PSNC 2014: Proper Investment Committee Governance

An investment committee must focus on fiduciary considerations at all times. Care, diligence, prudence and paying reasonable expenses should constantly be invoked by its members.

“If your investment committee is not constantly talking about fiduciary duties and writing it into an investment policy, I think you are all failing and opening yourself up to liability,” warns Joshua A. Sutin, shareholder at Cox Smith Matthews Incorporated.

Who makes up the ideal membership of an investment committee? According to Erik Daley, managing principal of Multnomah Group, there is no single answer, but the group should reflect the realities of the company. “There seems to be an obsession about finding the most experienced investors,” Daley says. “When these people make the investment decisions, you can end up with an overly complicated plan design.”
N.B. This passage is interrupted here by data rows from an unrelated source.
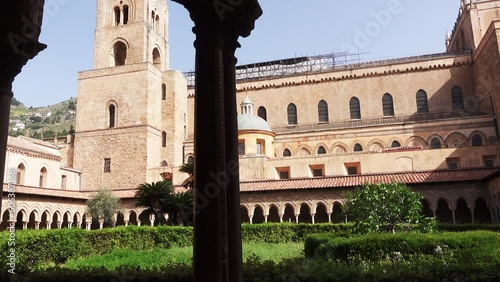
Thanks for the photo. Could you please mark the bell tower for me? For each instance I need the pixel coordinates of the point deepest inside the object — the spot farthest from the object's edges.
(131, 32)
(130, 109)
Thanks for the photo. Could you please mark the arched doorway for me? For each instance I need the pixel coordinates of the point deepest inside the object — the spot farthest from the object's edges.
(443, 212)
(244, 215)
(273, 214)
(426, 208)
(481, 212)
(462, 212)
(5, 221)
(289, 214)
(321, 214)
(120, 219)
(132, 218)
(32, 219)
(338, 213)
(258, 215)
(44, 219)
(305, 214)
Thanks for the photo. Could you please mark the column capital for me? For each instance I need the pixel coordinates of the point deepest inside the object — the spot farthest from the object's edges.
(230, 16)
(20, 25)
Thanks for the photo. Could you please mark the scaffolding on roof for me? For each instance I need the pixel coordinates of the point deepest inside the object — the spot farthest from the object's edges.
(289, 67)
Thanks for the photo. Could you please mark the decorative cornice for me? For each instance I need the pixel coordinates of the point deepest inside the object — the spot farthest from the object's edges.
(31, 153)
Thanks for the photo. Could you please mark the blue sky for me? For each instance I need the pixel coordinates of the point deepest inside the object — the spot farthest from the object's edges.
(288, 28)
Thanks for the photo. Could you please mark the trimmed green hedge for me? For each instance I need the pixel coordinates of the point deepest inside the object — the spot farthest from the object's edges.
(45, 247)
(36, 248)
(52, 247)
(472, 246)
(287, 232)
(468, 227)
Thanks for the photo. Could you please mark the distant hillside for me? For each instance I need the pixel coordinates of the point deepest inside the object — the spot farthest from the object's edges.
(41, 122)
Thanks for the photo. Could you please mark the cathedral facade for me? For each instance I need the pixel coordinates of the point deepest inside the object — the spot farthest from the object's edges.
(309, 129)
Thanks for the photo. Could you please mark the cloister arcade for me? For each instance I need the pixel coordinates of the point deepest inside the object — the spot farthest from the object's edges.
(458, 206)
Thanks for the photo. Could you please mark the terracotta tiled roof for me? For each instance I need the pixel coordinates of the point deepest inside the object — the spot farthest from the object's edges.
(305, 183)
(33, 145)
(50, 192)
(358, 180)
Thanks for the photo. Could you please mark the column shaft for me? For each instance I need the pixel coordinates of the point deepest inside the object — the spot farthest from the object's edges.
(210, 259)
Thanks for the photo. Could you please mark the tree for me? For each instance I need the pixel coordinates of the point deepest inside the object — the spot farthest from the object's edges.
(189, 169)
(102, 205)
(383, 207)
(154, 196)
(180, 204)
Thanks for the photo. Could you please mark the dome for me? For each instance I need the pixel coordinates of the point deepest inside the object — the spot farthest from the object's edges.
(252, 122)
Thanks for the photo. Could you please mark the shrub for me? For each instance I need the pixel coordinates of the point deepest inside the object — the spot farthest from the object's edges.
(469, 246)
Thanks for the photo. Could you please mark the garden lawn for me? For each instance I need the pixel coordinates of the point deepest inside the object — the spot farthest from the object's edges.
(153, 259)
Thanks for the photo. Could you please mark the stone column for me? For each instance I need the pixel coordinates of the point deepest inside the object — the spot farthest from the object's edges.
(20, 23)
(217, 242)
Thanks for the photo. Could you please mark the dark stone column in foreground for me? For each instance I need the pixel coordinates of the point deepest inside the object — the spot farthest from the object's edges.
(20, 23)
(217, 242)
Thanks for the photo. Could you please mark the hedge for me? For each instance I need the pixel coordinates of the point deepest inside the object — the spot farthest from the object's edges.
(52, 247)
(471, 246)
(45, 247)
(36, 248)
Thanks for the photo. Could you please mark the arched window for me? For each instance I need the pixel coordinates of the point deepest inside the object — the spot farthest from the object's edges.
(125, 14)
(43, 177)
(116, 11)
(435, 143)
(387, 105)
(164, 139)
(112, 116)
(395, 144)
(477, 140)
(292, 114)
(354, 108)
(262, 112)
(156, 57)
(287, 153)
(164, 91)
(422, 103)
(157, 23)
(358, 148)
(323, 111)
(120, 53)
(457, 98)
(21, 171)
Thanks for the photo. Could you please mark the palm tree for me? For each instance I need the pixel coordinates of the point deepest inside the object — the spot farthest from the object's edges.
(180, 203)
(189, 169)
(154, 195)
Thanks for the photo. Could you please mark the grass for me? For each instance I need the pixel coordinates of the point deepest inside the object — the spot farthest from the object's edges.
(152, 259)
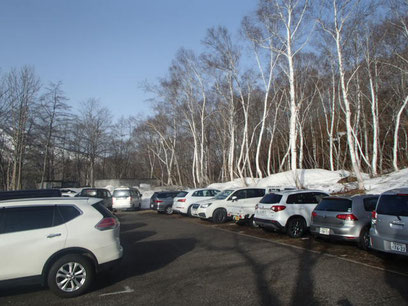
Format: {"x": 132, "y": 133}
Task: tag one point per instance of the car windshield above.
{"x": 88, "y": 193}
{"x": 121, "y": 193}
{"x": 181, "y": 194}
{"x": 271, "y": 198}
{"x": 395, "y": 205}
{"x": 331, "y": 204}
{"x": 223, "y": 194}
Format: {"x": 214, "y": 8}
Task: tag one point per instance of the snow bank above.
{"x": 386, "y": 182}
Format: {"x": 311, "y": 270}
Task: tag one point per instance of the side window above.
{"x": 240, "y": 194}
{"x": 68, "y": 213}
{"x": 295, "y": 199}
{"x": 198, "y": 193}
{"x": 369, "y": 203}
{"x": 255, "y": 193}
{"x": 310, "y": 198}
{"x": 27, "y": 218}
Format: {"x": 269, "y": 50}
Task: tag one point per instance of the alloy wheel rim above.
{"x": 70, "y": 277}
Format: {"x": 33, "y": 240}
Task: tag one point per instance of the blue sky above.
{"x": 105, "y": 48}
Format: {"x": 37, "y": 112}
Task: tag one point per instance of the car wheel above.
{"x": 296, "y": 227}
{"x": 189, "y": 211}
{"x": 219, "y": 215}
{"x": 71, "y": 276}
{"x": 364, "y": 241}
{"x": 169, "y": 210}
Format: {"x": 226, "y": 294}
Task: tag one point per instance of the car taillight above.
{"x": 373, "y": 217}
{"x": 107, "y": 223}
{"x": 347, "y": 217}
{"x": 277, "y": 208}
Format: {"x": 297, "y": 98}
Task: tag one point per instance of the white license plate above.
{"x": 399, "y": 247}
{"x": 324, "y": 231}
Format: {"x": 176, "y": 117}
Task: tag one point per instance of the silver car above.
{"x": 389, "y": 229}
{"x": 345, "y": 218}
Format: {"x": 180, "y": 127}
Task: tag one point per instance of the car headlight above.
{"x": 205, "y": 205}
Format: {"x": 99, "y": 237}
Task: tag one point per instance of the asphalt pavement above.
{"x": 170, "y": 260}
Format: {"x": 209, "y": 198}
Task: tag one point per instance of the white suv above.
{"x": 185, "y": 199}
{"x": 61, "y": 242}
{"x": 289, "y": 211}
{"x": 126, "y": 198}
{"x": 216, "y": 208}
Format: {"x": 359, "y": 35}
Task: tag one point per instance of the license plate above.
{"x": 324, "y": 231}
{"x": 399, "y": 247}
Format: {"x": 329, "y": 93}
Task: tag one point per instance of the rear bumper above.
{"x": 269, "y": 223}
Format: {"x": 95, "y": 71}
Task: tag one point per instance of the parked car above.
{"x": 215, "y": 209}
{"x": 34, "y": 193}
{"x": 62, "y": 242}
{"x": 184, "y": 200}
{"x": 100, "y": 193}
{"x": 162, "y": 201}
{"x": 389, "y": 225}
{"x": 347, "y": 218}
{"x": 288, "y": 210}
{"x": 126, "y": 198}
{"x": 242, "y": 212}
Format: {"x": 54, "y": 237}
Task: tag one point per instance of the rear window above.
{"x": 121, "y": 193}
{"x": 103, "y": 210}
{"x": 271, "y": 198}
{"x": 89, "y": 193}
{"x": 343, "y": 205}
{"x": 182, "y": 194}
{"x": 395, "y": 205}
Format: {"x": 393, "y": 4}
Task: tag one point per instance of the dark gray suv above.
{"x": 389, "y": 225}
{"x": 346, "y": 218}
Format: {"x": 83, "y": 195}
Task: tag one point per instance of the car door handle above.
{"x": 398, "y": 223}
{"x": 54, "y": 235}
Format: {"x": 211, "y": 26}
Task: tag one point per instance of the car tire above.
{"x": 71, "y": 276}
{"x": 189, "y": 211}
{"x": 169, "y": 210}
{"x": 364, "y": 239}
{"x": 296, "y": 227}
{"x": 219, "y": 216}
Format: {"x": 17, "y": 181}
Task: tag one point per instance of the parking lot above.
{"x": 174, "y": 260}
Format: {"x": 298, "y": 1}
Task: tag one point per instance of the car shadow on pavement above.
{"x": 397, "y": 263}
{"x": 145, "y": 257}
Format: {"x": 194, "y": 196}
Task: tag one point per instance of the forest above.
{"x": 304, "y": 84}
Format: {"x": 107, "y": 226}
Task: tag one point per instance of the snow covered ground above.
{"x": 323, "y": 180}
{"x": 311, "y": 179}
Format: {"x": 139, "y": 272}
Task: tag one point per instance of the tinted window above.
{"x": 181, "y": 194}
{"x": 240, "y": 194}
{"x": 27, "y": 218}
{"x": 68, "y": 212}
{"x": 396, "y": 205}
{"x": 103, "y": 210}
{"x": 89, "y": 193}
{"x": 332, "y": 204}
{"x": 198, "y": 193}
{"x": 223, "y": 194}
{"x": 295, "y": 199}
{"x": 121, "y": 193}
{"x": 271, "y": 198}
{"x": 370, "y": 203}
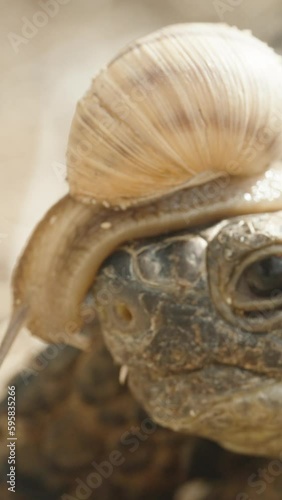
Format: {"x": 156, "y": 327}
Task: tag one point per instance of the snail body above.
{"x": 171, "y": 114}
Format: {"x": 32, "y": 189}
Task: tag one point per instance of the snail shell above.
{"x": 187, "y": 100}
{"x": 172, "y": 112}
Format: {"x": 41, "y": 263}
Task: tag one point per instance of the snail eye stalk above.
{"x": 17, "y": 322}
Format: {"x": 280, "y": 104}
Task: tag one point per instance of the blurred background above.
{"x": 50, "y": 50}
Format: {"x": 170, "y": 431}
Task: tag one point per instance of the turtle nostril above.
{"x": 123, "y": 312}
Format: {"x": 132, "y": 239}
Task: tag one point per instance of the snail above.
{"x": 173, "y": 112}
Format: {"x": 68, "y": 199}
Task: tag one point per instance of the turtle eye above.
{"x": 265, "y": 276}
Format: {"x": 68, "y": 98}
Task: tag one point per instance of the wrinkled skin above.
{"x": 198, "y": 323}
{"x": 197, "y": 364}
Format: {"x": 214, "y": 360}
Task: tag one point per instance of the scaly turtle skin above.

The larger the committee, the more cumbersome, Daley feels. “It’s more challenging to get things done,” he says. Members must be able to disassociate themselves as participants—they need to be able to think outside their own self- interest.”

How many meetings should an investment committee hold each year? Rocco DiBruno, director of the retirement group at Thornburg Investment Management, recommends quarterly meetings. “Ideally, two meetings can be devoted to investment discussion, and the other two meetings can focus on goals for the plan and issues such as participation rates, or fees and services,” he says. “Bring in outside speakers. Offer proof of your education.”

Quarterly meetings are unrealistic for accomplishing all goals, Sutin feels. If practical, he suggests meeting monthly.

DiBruno points out that some committees don’t all meet together. “In order to get the work done, subcommittees can be formed,” he says. “Reports can be distributed before meetings, so all members are prepared to discuss the topics.”

Daley said if the CEO is a committee member whose attendance impacts the meeting, you need to be able to ask him to step off the committee.

Most important is transparency. The committee must maintain open and consistent communication with the board, which ultimately has the fiduciary responsibility—and can disband the committee if it is dissatisfied with the committee’s performance.